Die Arbeitswelt hat DWM wieder, was für ein Glück. Erstmals seit Jahren trifft sie nicht auf einen schier unüberwindlichen Berg an Liegengebliebenem , nein, sie wird von Newcomer sanft eingeführt ins „Was bisher geschah….“. Auch von den Softfacts gibt es nur Positives zu berichten, BusyBody ist wohl zur Räson gebracht worden und verhält sich zahm wie nie, geradezu paradiesische Arbeitsumstände also. Nachdem sie die wichtigsten Mails gelesen und sich auf den morgigen Workshop vorbereitet hat, beginnt DWM ihre besonderen Quellen nach Neuigkeiten zu durchforsten. Was liest sie da? Ihre Degradierung ist jetzt auch auf Konzernebene nachgezogen worden. Im letzten Jahr wurde ihre Einstufung im „Global Job Model“ noch gemeinsam mit der Personalleiterin besprochen, wie es halt bei Leitern üblich ist. Das gemeine Fußvolk erfährt – wenn überhaupt – gerade mal, dass es eine solche Einstufung gibt, um die Positionen konzernweit und international vergleichbar zu machen. Auf Gehalt und interne Rangordnung hat es auch keinerlei Einfluß. Warum fühlt DWM trotzdem ihre Motivation plötzlich schwinden wie Schnee in der Frühlingssonne? Noch vor einer halben Stunde schien die Arbeitswelt in Ordnung, während des Urlaubs hatte DWM Zeit gehabt, sich mit ihrer Situation abzufinden, was hat sich verändert durch das Lesen der Information, die auf das direkte Geschehen keinen Einfluß hat (und auch gar nicht für sie gedacht war)?
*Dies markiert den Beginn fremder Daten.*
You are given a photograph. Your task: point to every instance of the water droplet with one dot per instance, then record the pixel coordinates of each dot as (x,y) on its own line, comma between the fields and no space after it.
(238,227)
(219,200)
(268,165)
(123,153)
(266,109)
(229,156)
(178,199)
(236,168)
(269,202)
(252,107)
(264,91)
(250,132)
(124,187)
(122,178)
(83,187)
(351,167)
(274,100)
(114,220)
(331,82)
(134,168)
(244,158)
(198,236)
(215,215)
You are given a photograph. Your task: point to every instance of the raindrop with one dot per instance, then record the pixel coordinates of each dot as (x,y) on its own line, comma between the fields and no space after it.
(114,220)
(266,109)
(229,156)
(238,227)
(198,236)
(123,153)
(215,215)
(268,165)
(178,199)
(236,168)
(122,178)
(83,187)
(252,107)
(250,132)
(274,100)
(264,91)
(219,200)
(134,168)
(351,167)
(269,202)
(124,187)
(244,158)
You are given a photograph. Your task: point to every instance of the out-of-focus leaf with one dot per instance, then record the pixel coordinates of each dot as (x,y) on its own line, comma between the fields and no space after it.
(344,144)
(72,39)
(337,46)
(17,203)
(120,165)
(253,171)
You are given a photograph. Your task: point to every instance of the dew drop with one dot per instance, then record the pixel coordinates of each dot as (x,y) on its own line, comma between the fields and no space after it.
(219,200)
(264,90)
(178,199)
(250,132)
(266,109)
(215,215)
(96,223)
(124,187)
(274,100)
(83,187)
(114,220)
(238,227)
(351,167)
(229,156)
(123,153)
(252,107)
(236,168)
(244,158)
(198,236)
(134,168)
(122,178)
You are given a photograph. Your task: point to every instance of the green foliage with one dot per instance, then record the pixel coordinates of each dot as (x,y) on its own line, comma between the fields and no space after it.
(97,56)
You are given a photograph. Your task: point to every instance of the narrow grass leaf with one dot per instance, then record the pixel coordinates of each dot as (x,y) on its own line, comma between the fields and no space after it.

Was motiviert uns? Was demotiviert uns? Ist es die Anerkennung, bzw. der Mangel daran? Oder ist es die Erinnerung an das Unrecht, nachdem DWM begonnen hatte, es sich in ihrer neuen Situation kuschelig einzurichten. Ist das gut, weil es sie antreibt, statt dessen etwas an der Situation zu ändern oder schlecht, weil es sie hindert, in einer Situation glücklich zu werden, die sie ohnehin nicht ändern kann?